Synthetic data means training examples created by another AI model. OpenAI instructed an internal reasoning model to produce chain-of-thought examples that referred to different parts of its safety policy. Another internal reasoning model, called judge, was used to assess whether those examples were good or bad.

Researchers then trained o1 and o3 on those examples through supervised fine-tuning. The goal was to help the models learn to call up the right parts of the safety policy when they encountered sensitive topics.

OpenAI had a practical reason for that design. Asking o1 to read through the entire safety policy was creating high latency and unnecessarily expensive compute costs. Training the model to recall the right policy sections was meant to reduce that burden while keeping the safety behavior available at inference time.

The same judge model was also used in reinforcement learning to assess answers from o1 and o3. Supervised fine-tuning and reinforcement learning are not new techniques, but OpenAI says synthetic data could make alignment more scalable.

What This Means For AI Safety

AI safety has become more prominent as models become more popular and more powerful. It is also controversial. David Sacks, Elon Musk, and Marc Andreessen have argued that some AI safety measures amount to censorship, underscoring how subjective these decisions can be.
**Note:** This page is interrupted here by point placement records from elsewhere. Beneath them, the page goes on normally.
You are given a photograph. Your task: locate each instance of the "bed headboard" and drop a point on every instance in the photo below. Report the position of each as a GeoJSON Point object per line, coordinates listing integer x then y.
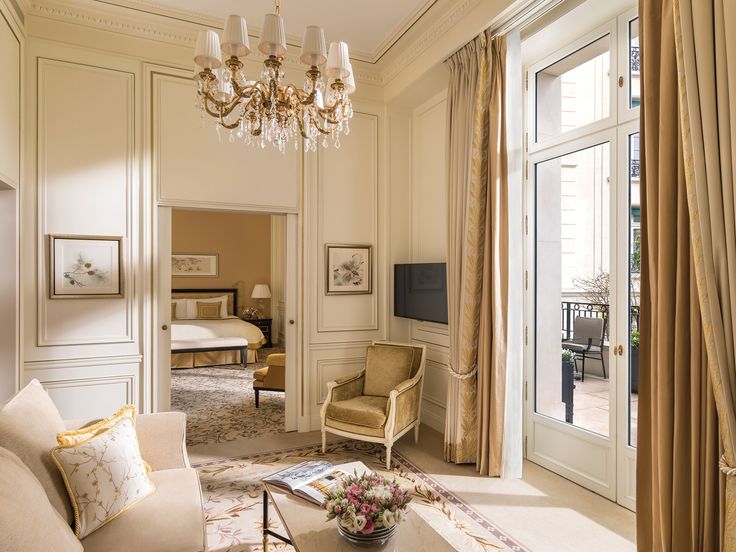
{"type": "Point", "coordinates": [206, 293]}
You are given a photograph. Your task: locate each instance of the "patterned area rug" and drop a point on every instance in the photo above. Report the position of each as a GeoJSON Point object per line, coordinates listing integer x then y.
{"type": "Point", "coordinates": [232, 499]}
{"type": "Point", "coordinates": [220, 404]}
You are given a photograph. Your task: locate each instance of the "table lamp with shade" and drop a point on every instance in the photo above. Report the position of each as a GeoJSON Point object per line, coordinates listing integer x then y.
{"type": "Point", "coordinates": [261, 292]}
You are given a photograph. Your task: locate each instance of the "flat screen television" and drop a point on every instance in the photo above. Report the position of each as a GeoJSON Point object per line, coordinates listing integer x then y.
{"type": "Point", "coordinates": [420, 291]}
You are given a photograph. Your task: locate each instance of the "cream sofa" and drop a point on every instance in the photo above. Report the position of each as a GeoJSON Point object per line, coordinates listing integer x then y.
{"type": "Point", "coordinates": [34, 510]}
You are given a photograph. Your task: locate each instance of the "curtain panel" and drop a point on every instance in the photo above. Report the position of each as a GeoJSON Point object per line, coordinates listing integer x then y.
{"type": "Point", "coordinates": [477, 254]}
{"type": "Point", "coordinates": [679, 486]}
{"type": "Point", "coordinates": [706, 62]}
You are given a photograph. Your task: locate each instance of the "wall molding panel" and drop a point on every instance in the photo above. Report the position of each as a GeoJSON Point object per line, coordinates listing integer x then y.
{"type": "Point", "coordinates": [63, 200]}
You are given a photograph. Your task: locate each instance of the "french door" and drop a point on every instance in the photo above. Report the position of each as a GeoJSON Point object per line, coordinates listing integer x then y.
{"type": "Point", "coordinates": [582, 260]}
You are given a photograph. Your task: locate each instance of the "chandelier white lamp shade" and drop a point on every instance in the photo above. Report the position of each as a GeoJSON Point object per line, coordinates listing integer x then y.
{"type": "Point", "coordinates": [267, 110]}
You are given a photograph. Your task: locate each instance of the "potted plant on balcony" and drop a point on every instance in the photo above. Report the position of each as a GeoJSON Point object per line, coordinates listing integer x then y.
{"type": "Point", "coordinates": [568, 383]}
{"type": "Point", "coordinates": [634, 361]}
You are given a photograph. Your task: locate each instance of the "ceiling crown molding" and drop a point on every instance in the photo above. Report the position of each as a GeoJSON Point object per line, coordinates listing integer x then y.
{"type": "Point", "coordinates": [181, 33]}
{"type": "Point", "coordinates": [154, 8]}
{"type": "Point", "coordinates": [429, 37]}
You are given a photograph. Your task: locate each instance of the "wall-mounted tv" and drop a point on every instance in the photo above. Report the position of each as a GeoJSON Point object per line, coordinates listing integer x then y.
{"type": "Point", "coordinates": [420, 291]}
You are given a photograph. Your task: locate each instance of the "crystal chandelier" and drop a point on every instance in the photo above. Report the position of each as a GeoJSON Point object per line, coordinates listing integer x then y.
{"type": "Point", "coordinates": [267, 110]}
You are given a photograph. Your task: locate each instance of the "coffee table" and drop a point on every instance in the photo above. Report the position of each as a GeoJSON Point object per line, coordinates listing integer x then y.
{"type": "Point", "coordinates": [309, 531]}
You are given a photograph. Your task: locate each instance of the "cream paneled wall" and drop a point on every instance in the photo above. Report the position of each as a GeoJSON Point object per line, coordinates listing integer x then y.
{"type": "Point", "coordinates": [195, 166]}
{"type": "Point", "coordinates": [84, 150]}
{"type": "Point", "coordinates": [346, 204]}
{"type": "Point", "coordinates": [429, 242]}
{"type": "Point", "coordinates": [112, 136]}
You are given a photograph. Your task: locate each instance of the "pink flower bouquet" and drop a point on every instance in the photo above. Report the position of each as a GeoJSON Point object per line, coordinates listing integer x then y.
{"type": "Point", "coordinates": [367, 503]}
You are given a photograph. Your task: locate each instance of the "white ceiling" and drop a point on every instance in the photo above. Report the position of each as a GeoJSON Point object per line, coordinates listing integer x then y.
{"type": "Point", "coordinates": [370, 27]}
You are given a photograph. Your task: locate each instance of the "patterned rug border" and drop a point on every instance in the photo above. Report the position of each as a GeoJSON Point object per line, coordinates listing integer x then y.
{"type": "Point", "coordinates": [444, 491]}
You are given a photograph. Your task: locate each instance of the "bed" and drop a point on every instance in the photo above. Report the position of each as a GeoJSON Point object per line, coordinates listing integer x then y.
{"type": "Point", "coordinates": [191, 330]}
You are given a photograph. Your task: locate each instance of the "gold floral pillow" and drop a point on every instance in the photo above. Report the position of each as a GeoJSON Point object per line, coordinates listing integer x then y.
{"type": "Point", "coordinates": [104, 475]}
{"type": "Point", "coordinates": [85, 432]}
{"type": "Point", "coordinates": [208, 310]}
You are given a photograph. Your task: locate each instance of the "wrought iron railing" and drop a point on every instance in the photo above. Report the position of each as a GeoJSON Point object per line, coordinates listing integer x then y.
{"type": "Point", "coordinates": [635, 168]}
{"type": "Point", "coordinates": [635, 60]}
{"type": "Point", "coordinates": [573, 309]}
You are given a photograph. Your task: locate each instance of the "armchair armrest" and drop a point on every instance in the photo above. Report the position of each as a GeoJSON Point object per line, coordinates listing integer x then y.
{"type": "Point", "coordinates": [403, 405]}
{"type": "Point", "coordinates": [342, 389]}
{"type": "Point", "coordinates": [346, 387]}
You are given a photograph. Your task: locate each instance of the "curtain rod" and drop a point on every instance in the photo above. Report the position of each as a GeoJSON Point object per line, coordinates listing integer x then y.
{"type": "Point", "coordinates": [533, 10]}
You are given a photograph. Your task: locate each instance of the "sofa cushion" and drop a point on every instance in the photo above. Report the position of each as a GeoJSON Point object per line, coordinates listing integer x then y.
{"type": "Point", "coordinates": [276, 359]}
{"type": "Point", "coordinates": [170, 520]}
{"type": "Point", "coordinates": [386, 366]}
{"type": "Point", "coordinates": [362, 410]}
{"type": "Point", "coordinates": [28, 522]}
{"type": "Point", "coordinates": [29, 423]}
{"type": "Point", "coordinates": [260, 374]}
{"type": "Point", "coordinates": [104, 475]}
{"type": "Point", "coordinates": [161, 438]}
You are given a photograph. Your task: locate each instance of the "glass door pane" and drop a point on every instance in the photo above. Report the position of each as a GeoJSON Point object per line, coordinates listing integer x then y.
{"type": "Point", "coordinates": [573, 243]}
{"type": "Point", "coordinates": [634, 65]}
{"type": "Point", "coordinates": [634, 224]}
{"type": "Point", "coordinates": [574, 91]}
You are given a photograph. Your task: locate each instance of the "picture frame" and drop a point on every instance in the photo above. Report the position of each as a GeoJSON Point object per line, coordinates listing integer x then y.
{"type": "Point", "coordinates": [349, 269]}
{"type": "Point", "coordinates": [85, 267]}
{"type": "Point", "coordinates": [195, 265]}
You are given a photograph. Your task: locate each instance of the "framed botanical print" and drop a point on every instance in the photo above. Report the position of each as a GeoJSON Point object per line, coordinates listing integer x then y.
{"type": "Point", "coordinates": [186, 264]}
{"type": "Point", "coordinates": [349, 269]}
{"type": "Point", "coordinates": [85, 267]}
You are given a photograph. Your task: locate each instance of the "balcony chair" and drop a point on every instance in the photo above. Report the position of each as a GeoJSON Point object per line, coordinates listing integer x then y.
{"type": "Point", "coordinates": [588, 336]}
{"type": "Point", "coordinates": [380, 403]}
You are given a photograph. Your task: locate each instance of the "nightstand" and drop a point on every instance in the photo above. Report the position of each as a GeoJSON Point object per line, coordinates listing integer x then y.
{"type": "Point", "coordinates": [265, 325]}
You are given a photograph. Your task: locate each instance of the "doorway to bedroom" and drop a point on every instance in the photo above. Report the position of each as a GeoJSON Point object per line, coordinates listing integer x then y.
{"type": "Point", "coordinates": [227, 301]}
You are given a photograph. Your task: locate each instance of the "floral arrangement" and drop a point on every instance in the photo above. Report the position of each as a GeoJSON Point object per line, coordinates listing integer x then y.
{"type": "Point", "coordinates": [251, 312]}
{"type": "Point", "coordinates": [365, 503]}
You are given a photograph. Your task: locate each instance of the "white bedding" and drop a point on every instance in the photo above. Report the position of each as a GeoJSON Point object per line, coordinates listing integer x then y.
{"type": "Point", "coordinates": [232, 326]}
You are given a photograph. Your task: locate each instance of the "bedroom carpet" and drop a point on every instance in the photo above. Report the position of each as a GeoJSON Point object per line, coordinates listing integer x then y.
{"type": "Point", "coordinates": [220, 404]}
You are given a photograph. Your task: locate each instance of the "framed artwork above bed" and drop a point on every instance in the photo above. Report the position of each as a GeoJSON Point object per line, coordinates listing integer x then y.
{"type": "Point", "coordinates": [208, 293]}
{"type": "Point", "coordinates": [194, 264]}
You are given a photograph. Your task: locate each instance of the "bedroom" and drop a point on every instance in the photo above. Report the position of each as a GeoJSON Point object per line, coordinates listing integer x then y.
{"type": "Point", "coordinates": [227, 323]}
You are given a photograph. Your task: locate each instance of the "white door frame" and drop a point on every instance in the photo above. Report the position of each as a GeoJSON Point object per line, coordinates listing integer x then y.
{"type": "Point", "coordinates": [544, 433]}
{"type": "Point", "coordinates": [582, 456]}
{"type": "Point", "coordinates": [161, 313]}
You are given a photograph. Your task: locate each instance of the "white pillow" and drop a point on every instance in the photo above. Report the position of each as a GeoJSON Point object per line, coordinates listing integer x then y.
{"type": "Point", "coordinates": [104, 475]}
{"type": "Point", "coordinates": [181, 308]}
{"type": "Point", "coordinates": [192, 306]}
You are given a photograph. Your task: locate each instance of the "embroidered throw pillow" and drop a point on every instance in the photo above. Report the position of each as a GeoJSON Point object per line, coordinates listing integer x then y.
{"type": "Point", "coordinates": [208, 310]}
{"type": "Point", "coordinates": [90, 430]}
{"type": "Point", "coordinates": [104, 475]}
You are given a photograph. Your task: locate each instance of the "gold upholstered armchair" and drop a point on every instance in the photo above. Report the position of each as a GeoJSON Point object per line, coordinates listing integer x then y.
{"type": "Point", "coordinates": [380, 403]}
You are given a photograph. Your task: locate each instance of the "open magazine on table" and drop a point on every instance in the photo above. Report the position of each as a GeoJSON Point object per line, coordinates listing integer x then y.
{"type": "Point", "coordinates": [313, 480]}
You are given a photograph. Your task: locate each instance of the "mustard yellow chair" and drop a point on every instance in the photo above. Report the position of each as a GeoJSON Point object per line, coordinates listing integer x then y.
{"type": "Point", "coordinates": [272, 377]}
{"type": "Point", "coordinates": [380, 403]}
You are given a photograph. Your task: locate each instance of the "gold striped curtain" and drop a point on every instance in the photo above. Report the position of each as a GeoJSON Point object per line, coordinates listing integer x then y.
{"type": "Point", "coordinates": [477, 254]}
{"type": "Point", "coordinates": [686, 404]}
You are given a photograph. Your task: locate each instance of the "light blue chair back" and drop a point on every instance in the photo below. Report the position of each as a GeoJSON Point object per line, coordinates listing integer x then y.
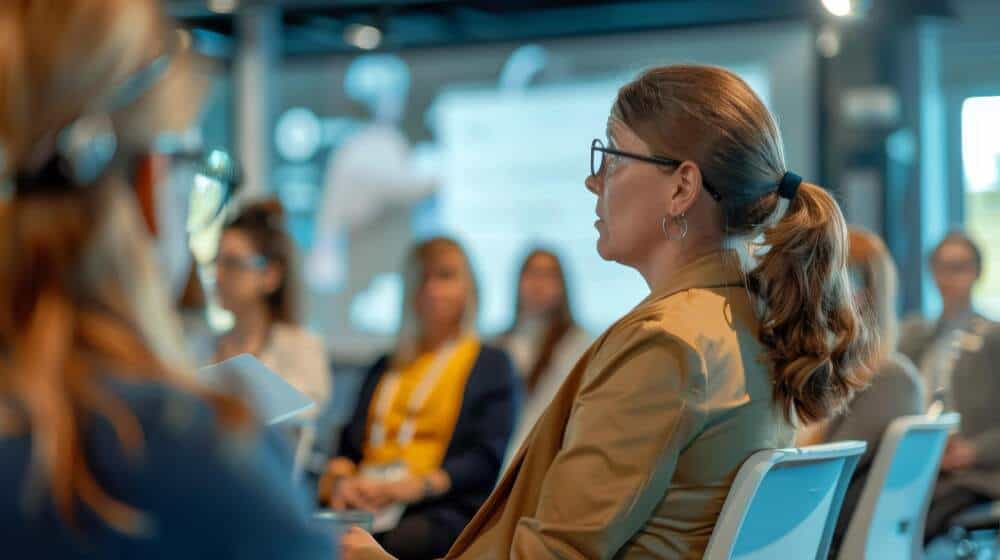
{"type": "Point", "coordinates": [784, 503]}
{"type": "Point", "coordinates": [888, 523]}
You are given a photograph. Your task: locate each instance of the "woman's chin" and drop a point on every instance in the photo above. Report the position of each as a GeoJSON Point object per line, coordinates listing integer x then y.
{"type": "Point", "coordinates": [603, 249]}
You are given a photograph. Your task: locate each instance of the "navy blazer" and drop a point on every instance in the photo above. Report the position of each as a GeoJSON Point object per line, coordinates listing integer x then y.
{"type": "Point", "coordinates": [475, 454]}
{"type": "Point", "coordinates": [209, 492]}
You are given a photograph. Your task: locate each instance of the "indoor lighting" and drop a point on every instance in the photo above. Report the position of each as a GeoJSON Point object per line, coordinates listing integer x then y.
{"type": "Point", "coordinates": [839, 8]}
{"type": "Point", "coordinates": [222, 6]}
{"type": "Point", "coordinates": [365, 37]}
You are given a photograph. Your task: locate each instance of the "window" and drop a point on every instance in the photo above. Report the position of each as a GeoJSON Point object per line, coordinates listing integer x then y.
{"type": "Point", "coordinates": [981, 165]}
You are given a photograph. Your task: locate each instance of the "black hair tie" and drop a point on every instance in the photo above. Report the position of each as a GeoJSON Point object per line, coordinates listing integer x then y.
{"type": "Point", "coordinates": [789, 185]}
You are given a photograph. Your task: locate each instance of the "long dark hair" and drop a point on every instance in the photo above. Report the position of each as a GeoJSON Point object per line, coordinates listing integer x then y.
{"type": "Point", "coordinates": [560, 322]}
{"type": "Point", "coordinates": [264, 223]}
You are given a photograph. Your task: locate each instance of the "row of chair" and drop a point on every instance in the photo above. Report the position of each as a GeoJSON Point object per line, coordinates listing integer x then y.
{"type": "Point", "coordinates": [784, 503]}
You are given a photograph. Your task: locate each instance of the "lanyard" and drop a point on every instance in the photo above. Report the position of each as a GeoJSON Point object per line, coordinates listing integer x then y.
{"type": "Point", "coordinates": [389, 388]}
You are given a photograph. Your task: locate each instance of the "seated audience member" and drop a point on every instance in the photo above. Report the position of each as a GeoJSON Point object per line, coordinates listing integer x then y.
{"type": "Point", "coordinates": [750, 325]}
{"type": "Point", "coordinates": [434, 418]}
{"type": "Point", "coordinates": [544, 341]}
{"type": "Point", "coordinates": [107, 450]}
{"type": "Point", "coordinates": [256, 281]}
{"type": "Point", "coordinates": [896, 388]}
{"type": "Point", "coordinates": [957, 356]}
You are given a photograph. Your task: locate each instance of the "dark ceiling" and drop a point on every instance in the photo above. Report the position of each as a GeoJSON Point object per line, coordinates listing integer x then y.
{"type": "Point", "coordinates": [317, 26]}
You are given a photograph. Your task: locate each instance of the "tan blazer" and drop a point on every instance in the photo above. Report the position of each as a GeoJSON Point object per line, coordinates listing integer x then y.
{"type": "Point", "coordinates": [636, 453]}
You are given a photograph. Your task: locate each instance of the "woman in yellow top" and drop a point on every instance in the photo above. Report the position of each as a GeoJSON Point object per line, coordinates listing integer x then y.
{"type": "Point", "coordinates": [433, 420]}
{"type": "Point", "coordinates": [750, 324]}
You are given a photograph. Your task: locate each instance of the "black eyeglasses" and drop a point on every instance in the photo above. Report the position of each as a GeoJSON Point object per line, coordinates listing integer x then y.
{"type": "Point", "coordinates": [598, 152]}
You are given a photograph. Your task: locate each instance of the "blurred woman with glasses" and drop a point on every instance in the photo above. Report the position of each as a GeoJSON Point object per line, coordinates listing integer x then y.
{"type": "Point", "coordinates": [545, 341]}
{"type": "Point", "coordinates": [957, 356]}
{"type": "Point", "coordinates": [108, 448]}
{"type": "Point", "coordinates": [256, 280]}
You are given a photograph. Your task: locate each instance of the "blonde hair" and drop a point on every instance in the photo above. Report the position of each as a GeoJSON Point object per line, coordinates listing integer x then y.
{"type": "Point", "coordinates": [816, 344]}
{"type": "Point", "coordinates": [80, 295]}
{"type": "Point", "coordinates": [869, 256]}
{"type": "Point", "coordinates": [408, 341]}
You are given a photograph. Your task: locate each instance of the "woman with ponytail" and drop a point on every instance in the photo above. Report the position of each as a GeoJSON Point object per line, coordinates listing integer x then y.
{"type": "Point", "coordinates": [107, 448]}
{"type": "Point", "coordinates": [749, 329]}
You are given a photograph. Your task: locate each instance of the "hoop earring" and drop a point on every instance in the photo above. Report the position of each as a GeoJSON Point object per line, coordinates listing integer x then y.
{"type": "Point", "coordinates": [681, 223]}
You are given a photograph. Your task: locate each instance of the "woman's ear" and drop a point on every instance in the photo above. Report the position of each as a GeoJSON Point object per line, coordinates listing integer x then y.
{"type": "Point", "coordinates": [686, 188]}
{"type": "Point", "coordinates": [272, 278]}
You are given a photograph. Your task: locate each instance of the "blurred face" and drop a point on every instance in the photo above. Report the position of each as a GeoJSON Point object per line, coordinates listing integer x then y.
{"type": "Point", "coordinates": [442, 295]}
{"type": "Point", "coordinates": [243, 276]}
{"type": "Point", "coordinates": [632, 199]}
{"type": "Point", "coordinates": [541, 288]}
{"type": "Point", "coordinates": [954, 268]}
OpenAI's approach does not remove that subjectivity. It makes the company's own safety policy more directly active during the model's response process. That may make behavior more consistent with OpenAI's rules, but those rules still define what counts as safe or unsafe in the first place.

OpenAI says deliberative alignment helped o1-preview, o1, and o3-mini become some of its safest models yet. The larger question is how the method performs once o3 is publicly available. The o3 model is set to roll out sometime in 2025.

For now, deliberative alignment shows a clear direction for OpenAI's safety work. As reasoning models become more capable and are given more agency, the company is trying to make them check policy during the act of answering, not only before they are released.